Mi pequeño dolor de cabeza empezaba a convertirse en una migraña en toda regla. —¡Lo manejaré!
Cuando salí, miré a Gin. —Dile a Ash que apruebe las facturas de Blu. ¿Ha habido más inconsistencias?
—No. No me ha hablado de ninguna. —Gin se deslizó en el asiento del pasajero de mi auto. —Hey, en serio, ¿de qué se trata esta reunión de esta noche?
Por un momento vi un atisbo de seriedad en su rostro. Fue algo raro y hermoso. Por eso sabía que no duraría mucho.
—Te lo dije, no te preocupes por eso. Sólo vístete bien. Gin asintió. —¿Y Ash?
—Se queda en casa. Tex también.
Él arqueó una ceja. —¿Es esto algún tipo de orgía rara, con máscaras y trajes? Quiero decir, puede que me guste. O me hubiera gustado. Si no estuviera comprometido.

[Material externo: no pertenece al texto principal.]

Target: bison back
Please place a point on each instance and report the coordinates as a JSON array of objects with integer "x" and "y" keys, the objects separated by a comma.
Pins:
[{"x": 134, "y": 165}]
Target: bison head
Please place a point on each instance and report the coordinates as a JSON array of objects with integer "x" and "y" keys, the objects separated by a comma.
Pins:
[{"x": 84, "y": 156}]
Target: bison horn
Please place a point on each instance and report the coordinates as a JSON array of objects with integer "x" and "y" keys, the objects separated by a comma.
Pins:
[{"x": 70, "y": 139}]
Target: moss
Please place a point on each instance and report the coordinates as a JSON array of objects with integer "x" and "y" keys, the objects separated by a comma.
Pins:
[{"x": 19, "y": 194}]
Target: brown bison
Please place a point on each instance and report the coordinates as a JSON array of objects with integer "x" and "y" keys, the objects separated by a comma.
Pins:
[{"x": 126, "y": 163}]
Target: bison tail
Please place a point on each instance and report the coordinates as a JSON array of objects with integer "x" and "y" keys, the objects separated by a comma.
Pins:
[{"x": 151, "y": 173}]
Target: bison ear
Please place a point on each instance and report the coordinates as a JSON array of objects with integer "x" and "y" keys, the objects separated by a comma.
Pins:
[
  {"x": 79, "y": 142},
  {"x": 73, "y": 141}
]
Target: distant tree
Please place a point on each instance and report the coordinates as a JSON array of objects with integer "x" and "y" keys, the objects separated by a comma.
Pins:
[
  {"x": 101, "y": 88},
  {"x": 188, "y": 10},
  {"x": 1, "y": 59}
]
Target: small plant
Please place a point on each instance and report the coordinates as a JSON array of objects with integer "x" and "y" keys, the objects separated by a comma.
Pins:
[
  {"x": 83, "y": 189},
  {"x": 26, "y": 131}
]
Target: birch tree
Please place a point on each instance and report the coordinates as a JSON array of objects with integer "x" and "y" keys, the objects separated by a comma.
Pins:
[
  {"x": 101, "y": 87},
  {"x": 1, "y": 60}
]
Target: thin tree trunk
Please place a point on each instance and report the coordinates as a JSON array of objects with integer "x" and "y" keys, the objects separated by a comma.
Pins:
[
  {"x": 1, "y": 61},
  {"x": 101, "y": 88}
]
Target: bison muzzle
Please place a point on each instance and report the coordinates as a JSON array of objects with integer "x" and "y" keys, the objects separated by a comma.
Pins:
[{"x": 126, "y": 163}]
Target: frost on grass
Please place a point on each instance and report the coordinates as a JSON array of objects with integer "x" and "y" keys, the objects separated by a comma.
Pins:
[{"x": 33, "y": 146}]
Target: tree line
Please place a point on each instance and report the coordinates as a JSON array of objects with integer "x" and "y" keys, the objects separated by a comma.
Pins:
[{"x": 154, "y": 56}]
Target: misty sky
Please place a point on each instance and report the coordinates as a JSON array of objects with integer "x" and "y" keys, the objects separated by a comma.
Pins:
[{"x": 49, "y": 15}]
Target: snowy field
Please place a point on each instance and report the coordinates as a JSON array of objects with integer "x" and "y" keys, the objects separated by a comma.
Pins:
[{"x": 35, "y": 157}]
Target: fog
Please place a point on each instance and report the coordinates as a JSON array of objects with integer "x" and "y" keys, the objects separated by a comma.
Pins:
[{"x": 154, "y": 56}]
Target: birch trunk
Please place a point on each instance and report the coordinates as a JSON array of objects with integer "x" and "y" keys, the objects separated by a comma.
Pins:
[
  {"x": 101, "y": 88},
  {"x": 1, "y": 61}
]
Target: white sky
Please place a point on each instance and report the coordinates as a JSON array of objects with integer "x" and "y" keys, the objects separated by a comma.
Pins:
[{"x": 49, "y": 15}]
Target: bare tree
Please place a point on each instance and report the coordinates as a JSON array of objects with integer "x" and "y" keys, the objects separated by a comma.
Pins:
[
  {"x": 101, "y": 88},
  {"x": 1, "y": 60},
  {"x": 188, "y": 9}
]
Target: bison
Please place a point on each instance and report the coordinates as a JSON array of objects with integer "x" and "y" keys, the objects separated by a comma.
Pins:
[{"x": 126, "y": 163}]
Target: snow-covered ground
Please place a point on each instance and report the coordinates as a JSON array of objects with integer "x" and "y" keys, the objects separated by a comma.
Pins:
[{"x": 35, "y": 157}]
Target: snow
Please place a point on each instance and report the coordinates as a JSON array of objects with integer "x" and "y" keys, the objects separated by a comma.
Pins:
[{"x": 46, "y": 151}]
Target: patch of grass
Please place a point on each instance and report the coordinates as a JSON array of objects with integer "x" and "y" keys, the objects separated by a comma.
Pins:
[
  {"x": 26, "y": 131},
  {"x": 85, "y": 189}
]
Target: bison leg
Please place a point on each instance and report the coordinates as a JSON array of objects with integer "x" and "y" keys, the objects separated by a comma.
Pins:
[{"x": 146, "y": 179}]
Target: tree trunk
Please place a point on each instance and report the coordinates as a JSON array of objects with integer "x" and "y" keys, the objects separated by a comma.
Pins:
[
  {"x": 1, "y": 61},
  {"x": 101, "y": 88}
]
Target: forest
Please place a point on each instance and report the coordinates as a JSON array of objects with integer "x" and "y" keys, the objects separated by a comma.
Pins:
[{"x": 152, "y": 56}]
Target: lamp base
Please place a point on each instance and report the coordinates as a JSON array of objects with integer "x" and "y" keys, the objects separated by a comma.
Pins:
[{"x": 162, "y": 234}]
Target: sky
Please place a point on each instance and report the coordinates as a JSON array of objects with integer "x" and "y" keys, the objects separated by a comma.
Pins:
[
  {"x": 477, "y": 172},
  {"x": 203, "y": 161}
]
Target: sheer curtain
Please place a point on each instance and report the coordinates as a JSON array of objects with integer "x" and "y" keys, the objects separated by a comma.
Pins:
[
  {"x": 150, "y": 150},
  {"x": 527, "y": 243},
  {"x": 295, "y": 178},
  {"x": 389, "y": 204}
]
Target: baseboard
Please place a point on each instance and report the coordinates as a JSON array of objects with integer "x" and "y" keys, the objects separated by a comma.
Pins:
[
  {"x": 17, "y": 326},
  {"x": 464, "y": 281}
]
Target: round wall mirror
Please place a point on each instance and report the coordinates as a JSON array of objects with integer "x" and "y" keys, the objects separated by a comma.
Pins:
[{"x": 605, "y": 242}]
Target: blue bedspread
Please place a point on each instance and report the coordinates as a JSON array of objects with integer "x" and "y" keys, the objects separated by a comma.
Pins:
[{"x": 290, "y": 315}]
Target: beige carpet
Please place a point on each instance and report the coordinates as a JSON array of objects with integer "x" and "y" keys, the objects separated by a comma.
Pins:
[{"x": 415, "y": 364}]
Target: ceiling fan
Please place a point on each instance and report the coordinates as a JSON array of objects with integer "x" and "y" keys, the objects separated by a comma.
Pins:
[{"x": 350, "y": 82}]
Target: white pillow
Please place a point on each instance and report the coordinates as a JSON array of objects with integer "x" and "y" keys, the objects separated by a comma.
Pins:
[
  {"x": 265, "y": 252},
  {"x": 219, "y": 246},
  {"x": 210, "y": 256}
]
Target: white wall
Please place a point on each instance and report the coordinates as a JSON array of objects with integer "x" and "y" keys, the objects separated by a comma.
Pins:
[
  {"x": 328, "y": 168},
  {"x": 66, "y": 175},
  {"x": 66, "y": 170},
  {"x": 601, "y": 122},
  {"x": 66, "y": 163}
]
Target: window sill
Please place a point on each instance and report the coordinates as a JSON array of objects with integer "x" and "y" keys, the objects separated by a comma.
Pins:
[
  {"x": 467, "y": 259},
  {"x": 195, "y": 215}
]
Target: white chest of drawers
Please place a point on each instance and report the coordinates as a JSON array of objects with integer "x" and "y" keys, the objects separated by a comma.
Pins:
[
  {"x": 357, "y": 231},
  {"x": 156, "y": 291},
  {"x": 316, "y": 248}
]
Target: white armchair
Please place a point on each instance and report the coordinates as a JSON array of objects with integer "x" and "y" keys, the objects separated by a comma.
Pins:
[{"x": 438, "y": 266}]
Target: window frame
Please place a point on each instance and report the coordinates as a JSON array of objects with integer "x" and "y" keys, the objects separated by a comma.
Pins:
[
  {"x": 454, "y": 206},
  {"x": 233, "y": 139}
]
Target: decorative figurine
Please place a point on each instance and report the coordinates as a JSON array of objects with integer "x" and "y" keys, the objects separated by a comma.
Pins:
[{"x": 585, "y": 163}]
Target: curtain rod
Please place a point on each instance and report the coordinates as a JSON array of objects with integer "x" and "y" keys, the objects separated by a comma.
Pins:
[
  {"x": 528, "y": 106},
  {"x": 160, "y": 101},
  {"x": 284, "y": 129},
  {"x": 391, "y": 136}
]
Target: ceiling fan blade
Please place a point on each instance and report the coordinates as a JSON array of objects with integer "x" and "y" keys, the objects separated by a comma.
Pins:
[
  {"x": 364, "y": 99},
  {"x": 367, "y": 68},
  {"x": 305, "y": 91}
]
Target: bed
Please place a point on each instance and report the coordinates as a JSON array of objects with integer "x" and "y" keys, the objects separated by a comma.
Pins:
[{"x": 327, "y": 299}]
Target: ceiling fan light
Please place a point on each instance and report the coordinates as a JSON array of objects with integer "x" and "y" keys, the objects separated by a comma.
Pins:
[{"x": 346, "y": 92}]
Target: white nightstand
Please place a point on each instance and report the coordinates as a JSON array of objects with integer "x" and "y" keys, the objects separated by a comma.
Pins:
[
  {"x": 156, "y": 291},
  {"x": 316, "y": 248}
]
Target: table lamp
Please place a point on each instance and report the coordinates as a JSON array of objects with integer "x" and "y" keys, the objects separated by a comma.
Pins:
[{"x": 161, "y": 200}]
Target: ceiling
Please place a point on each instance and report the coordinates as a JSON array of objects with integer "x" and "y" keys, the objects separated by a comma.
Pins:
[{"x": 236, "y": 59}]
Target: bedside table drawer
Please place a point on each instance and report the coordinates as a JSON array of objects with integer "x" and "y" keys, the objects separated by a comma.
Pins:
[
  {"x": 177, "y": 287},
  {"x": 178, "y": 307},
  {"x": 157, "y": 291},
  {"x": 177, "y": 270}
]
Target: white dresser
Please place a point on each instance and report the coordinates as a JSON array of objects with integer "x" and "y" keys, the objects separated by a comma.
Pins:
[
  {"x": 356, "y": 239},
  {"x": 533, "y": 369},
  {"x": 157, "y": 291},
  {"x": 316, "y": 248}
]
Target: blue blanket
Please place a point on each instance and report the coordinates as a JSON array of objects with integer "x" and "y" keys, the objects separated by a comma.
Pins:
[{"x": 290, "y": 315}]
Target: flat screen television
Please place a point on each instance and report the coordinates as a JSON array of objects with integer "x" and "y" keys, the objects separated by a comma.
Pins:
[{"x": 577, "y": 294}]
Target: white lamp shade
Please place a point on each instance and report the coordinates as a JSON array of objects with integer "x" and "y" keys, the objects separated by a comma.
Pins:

Ahí estaba. Miré a Gin como si lo hubieran dejado caer de cabeza al nacer, lo cual tenía una teoría de que así era, antes de entrar en mi auto.
Mi vida era una cadena de locura que nunca terminaba. Mientras me alejaba de la acera y trataba de ignorar los horribles golpes de Gin, mi estómago se apretó. En ocho cortas horas sería un hombre casado.
Sentí como si toda mi vida estuviera a punto de cambiar.